UT Dallas Professor offers different entrepreneurial opportunities perspective

A UT Dallas professor has offered an alternative view on entrepreneurship opportunities.
A UT Dallas professor has offered an alternative view on entrepreneurship opportunities. | shutterstock
When discussing entrepreneurial opportunities, researchers disagree on whether or not the opportunities are already out there waiting to be discovered, or created by the entrepreneur instead. 

A new study conducted by Dr. Eric Tsang, professor of global strategy in the Naveen Jindal School of Management at the University of Texas at Dallas, has expressed the possibility that there is a third option in this argument.

“We argue that entrepreneurial opportunities do not really exist objectively like a piece of lost luggage, as proposed by the discovery approach,” Tsang said. “Our argument is that an entrepreneurial opportunity is more like an apple seed. That seed has the potential to grow into an apple tree (i.e., the potential is actualized), but it’s not guaranteed.
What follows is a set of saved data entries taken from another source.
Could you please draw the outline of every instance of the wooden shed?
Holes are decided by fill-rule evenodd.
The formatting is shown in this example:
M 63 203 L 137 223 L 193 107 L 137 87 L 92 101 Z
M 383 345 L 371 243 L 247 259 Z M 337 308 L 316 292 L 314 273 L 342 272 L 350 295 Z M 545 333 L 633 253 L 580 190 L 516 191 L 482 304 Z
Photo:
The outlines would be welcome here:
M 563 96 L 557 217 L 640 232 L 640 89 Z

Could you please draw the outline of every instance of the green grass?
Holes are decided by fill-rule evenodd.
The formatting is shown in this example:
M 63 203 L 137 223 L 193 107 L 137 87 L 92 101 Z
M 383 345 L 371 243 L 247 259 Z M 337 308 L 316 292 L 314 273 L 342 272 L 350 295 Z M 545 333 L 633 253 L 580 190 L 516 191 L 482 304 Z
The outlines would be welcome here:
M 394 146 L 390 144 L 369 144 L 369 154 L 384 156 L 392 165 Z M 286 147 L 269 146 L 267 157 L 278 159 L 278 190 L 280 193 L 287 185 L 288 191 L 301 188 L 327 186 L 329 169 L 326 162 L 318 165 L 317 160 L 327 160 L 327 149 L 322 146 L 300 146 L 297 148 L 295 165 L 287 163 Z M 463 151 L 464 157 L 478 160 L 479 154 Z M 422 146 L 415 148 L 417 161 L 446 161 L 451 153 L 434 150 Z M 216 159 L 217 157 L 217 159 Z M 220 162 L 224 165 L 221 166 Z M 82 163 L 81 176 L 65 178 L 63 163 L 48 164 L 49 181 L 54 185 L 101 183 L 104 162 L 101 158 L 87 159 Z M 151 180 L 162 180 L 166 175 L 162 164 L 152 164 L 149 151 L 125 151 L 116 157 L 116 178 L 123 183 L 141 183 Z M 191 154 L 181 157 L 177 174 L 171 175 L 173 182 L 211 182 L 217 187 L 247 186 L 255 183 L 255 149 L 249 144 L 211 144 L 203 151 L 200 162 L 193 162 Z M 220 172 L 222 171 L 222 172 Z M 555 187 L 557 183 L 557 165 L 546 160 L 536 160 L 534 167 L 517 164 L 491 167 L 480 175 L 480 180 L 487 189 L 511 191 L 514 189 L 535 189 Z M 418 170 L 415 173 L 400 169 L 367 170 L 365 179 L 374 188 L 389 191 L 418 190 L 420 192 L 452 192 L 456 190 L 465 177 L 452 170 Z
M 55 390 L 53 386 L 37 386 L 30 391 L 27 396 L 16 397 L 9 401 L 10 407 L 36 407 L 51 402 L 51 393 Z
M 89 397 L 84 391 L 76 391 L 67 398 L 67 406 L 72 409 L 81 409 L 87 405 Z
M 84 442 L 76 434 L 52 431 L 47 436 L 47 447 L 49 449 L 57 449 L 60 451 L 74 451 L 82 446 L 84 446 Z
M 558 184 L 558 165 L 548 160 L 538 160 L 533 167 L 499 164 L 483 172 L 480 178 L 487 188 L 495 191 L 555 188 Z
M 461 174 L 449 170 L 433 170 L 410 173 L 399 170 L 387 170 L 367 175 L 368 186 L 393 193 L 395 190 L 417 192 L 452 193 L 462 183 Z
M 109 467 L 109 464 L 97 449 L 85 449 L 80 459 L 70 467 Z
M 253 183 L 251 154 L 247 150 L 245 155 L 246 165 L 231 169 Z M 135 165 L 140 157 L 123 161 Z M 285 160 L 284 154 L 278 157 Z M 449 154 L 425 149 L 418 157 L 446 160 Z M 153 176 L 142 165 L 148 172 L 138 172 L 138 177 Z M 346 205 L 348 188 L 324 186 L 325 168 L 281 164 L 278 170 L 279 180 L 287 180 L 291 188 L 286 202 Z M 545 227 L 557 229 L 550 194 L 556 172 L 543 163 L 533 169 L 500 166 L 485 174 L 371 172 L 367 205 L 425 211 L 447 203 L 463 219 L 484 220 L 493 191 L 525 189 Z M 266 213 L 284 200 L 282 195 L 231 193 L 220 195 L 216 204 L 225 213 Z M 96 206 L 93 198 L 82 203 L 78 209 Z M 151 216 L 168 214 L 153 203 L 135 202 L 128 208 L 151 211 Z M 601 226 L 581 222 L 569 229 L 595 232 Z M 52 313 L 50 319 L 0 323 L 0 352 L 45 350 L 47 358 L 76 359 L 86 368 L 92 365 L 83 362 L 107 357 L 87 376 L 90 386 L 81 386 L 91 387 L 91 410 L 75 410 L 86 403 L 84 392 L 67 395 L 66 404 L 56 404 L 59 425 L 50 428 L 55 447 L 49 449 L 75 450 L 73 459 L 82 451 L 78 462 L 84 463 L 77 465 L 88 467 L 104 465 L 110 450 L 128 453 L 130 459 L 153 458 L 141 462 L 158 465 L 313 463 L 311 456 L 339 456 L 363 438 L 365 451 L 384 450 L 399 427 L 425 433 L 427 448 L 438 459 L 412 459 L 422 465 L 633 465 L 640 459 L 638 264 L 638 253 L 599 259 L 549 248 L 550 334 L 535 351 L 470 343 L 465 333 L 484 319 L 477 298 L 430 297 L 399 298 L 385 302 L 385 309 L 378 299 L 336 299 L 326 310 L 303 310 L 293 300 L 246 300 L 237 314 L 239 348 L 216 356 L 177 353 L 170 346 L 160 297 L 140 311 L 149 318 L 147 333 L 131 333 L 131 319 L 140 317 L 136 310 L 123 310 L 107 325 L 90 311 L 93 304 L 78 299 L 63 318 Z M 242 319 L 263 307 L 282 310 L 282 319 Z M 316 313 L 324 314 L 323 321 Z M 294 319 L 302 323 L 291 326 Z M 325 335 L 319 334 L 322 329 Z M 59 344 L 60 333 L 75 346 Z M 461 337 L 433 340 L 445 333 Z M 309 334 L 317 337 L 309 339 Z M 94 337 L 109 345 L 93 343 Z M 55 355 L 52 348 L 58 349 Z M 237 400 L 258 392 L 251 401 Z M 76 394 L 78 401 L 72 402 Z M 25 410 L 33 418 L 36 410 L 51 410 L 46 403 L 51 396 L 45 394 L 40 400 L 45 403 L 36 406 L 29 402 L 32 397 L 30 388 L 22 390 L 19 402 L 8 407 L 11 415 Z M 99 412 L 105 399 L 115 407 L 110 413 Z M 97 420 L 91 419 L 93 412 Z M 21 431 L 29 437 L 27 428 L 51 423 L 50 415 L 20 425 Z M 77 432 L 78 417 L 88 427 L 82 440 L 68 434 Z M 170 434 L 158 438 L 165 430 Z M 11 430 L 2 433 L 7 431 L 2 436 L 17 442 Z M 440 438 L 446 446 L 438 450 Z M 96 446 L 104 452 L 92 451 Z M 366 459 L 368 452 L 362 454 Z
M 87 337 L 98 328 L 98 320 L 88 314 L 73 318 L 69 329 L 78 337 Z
That potential objectively exists.”

Tsang recently had his paper, which lays out how philosophy can solve practical problems, published by the Academy of Management Review.

“We are proposing that an entrepreneurial opportunity exists objectively, but that does not guarantee that if you identify it and try to exploit it, you’ll turn the opportunity into profits,” Tsang said. “You have to do it right -- and often you have to put in the creative effort to make your product innovative.”